In Emil’s post, my favorite example is a navigation bar where a “pill” shape animates from one navigation item to another when they are clicked. The pill is a different background color, and so the text color also changes. (If you’re over 100 years old like me, we used to call this kind of thing “lava lamp” navigation 👴).

I would guess most people would assume what is happening here is an extra element set behind the links that moves position to underneath the newly active links. You could do it that way, but there is a minor aesthetic issue with it. Because the background-color is changing here, the text also needs to change appropriately (from dark to light here). You could change that color instantly, but that will look weird like it’s changing too early. You could set a transition on it, but you’ll never get the fade to look quite right, especially as it has to go through an awkward gray color.
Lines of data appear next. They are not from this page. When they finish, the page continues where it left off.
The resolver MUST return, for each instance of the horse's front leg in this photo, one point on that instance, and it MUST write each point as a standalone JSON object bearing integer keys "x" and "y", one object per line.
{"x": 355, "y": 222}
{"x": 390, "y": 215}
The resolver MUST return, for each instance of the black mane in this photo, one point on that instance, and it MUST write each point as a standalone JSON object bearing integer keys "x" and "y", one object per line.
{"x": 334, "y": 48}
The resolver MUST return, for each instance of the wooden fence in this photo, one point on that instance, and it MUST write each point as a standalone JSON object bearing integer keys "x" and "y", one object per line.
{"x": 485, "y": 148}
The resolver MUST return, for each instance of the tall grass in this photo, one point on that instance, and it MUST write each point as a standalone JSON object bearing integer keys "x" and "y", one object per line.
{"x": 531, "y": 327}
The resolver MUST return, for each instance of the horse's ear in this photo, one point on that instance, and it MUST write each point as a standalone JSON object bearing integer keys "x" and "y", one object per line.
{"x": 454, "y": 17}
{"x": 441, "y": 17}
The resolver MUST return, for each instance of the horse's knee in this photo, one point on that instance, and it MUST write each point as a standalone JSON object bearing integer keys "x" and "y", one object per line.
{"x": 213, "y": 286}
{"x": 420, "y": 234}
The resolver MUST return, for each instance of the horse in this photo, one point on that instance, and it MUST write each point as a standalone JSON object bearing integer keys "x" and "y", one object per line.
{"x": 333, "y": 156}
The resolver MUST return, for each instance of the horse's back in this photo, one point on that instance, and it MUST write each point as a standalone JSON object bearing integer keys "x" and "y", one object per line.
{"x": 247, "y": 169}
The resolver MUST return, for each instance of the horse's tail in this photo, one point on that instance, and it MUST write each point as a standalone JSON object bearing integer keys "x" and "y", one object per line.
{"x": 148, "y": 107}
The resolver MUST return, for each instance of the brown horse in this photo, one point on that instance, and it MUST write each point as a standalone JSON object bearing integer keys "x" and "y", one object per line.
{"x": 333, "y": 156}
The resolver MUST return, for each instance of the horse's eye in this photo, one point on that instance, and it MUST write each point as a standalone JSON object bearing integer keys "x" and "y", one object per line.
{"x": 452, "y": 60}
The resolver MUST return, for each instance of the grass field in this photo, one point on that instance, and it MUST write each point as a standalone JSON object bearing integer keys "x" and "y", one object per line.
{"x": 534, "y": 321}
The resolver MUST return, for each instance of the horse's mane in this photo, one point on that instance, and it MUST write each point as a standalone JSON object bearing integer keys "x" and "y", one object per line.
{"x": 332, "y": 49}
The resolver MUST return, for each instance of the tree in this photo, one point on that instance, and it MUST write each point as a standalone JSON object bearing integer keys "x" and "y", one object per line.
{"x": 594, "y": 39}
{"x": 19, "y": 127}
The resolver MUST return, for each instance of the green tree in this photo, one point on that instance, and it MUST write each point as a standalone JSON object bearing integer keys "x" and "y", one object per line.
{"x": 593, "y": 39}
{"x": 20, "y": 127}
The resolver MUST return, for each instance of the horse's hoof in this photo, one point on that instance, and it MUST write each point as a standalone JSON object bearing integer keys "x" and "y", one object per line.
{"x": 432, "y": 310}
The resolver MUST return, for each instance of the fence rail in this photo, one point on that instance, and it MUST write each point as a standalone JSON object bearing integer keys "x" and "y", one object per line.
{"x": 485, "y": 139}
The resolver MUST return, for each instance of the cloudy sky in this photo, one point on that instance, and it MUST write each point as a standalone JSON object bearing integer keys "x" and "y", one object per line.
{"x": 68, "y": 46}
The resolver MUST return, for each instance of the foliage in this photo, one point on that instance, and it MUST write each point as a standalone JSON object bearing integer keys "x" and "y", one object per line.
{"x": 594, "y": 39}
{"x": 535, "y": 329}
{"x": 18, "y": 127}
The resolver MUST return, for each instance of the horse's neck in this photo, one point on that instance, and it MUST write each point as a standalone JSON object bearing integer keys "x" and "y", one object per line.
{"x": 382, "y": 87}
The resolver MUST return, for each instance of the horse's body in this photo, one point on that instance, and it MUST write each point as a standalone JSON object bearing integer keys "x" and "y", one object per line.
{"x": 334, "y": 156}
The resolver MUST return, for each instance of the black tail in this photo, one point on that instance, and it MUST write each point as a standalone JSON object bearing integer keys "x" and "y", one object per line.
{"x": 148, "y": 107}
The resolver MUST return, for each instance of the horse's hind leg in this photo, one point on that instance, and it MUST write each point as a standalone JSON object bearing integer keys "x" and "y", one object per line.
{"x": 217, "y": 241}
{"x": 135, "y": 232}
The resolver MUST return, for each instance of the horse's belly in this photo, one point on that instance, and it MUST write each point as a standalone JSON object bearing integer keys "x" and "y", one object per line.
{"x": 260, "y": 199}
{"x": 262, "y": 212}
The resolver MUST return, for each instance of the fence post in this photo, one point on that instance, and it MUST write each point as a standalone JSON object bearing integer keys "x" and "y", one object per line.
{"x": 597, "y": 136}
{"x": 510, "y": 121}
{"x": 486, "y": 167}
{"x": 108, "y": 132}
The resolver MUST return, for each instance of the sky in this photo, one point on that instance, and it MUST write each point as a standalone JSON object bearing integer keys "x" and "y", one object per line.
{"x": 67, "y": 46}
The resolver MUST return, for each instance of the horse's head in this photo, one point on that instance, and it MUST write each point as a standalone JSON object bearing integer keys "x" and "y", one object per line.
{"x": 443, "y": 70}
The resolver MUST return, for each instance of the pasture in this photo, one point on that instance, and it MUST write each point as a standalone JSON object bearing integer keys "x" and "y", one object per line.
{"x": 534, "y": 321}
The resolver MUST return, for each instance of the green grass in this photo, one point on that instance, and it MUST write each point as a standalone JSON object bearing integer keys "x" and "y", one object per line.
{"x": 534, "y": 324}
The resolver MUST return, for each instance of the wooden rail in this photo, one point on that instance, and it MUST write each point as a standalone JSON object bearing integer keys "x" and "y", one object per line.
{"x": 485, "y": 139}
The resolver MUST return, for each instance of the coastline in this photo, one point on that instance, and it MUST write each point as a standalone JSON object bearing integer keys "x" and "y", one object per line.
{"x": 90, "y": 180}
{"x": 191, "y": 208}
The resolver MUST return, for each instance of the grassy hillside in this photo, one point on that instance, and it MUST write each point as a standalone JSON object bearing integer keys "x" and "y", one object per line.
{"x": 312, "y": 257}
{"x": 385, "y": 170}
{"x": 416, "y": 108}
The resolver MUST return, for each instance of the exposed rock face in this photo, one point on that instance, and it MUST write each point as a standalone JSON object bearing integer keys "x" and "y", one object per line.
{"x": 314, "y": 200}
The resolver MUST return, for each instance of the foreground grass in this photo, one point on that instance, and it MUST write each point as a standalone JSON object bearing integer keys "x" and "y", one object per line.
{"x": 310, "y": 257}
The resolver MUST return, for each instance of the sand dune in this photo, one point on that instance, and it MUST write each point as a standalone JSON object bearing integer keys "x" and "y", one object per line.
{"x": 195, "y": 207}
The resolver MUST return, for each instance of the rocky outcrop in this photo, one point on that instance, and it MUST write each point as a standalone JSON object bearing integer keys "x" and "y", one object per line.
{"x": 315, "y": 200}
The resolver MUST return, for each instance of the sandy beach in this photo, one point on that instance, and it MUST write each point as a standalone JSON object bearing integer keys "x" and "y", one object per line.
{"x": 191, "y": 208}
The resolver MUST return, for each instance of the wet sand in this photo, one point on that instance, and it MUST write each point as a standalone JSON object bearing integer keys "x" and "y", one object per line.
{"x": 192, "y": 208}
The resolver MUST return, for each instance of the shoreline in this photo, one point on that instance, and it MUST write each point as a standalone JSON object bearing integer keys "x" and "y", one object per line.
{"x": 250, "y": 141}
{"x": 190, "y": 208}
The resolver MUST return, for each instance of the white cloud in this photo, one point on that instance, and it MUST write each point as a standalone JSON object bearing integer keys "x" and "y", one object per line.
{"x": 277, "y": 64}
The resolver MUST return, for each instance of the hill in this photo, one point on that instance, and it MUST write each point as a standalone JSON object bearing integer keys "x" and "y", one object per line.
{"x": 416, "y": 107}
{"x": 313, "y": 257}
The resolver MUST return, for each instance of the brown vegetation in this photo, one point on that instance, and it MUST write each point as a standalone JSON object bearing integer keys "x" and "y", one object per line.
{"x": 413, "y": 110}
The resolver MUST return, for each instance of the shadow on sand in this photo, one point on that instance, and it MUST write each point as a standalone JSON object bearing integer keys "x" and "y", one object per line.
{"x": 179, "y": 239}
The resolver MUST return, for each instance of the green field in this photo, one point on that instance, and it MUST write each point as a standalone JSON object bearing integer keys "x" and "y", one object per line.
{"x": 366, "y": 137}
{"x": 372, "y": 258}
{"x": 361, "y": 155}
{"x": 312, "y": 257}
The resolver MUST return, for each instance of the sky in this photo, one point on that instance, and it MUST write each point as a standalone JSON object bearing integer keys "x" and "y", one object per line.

Essentially, you’ll never get a state like this:

This ain’t gonna happen with an underlay element alone.

See how the text is half-light and half-dark mid-animation when the highlight blue pill moves from one to another? That’s a lovely effect that makes this feel very polished and smooth. This idea first came from a tweet by Paco. Like Emil says:

You might say that not everyone is going to notice the difference, but I truly believe that small details like this add up and make the experience feel more polished. Even if they go unnoticed.

Agreed.

In Emil’s post, it’s done with React. That’s totally fine, but I figured I’d make a vanilla one for y’all here:

Here’s how this works:

  1. There is one set of semantic HTML navigation.
  2. If JavaScript executes, it duplicates the nav (we’ll need two) but ensures the duplicate is hidden for screen readers.
  3. The duplicate is placed exactly on top of the original (it’s the “blue” one) and can’t directly be clicked (i.e. pointer-events: none;)
  4. A clip-path is set that highlights one of the navigation items in particular by clipping the entire duplicate except one link.
  5. As links are clicked, the clip-path is changed using positional math, highlighting the new one. Also high-five for the round keyword that can be used with inset() for rounded corners on inset rectangles.
  6. The clip-path animates, thanks to a basic CSS transition.

I think it’s cool as heck that it all comes together that cleanly.

It’s also a nice touch that the new clip-path positions are calculated based on their page position, meaning that there are really no magic numbers here. If we add navigation items or change them, this code will be resilient and it will all still work. And if none of this JavaScript runs at all, no big deal.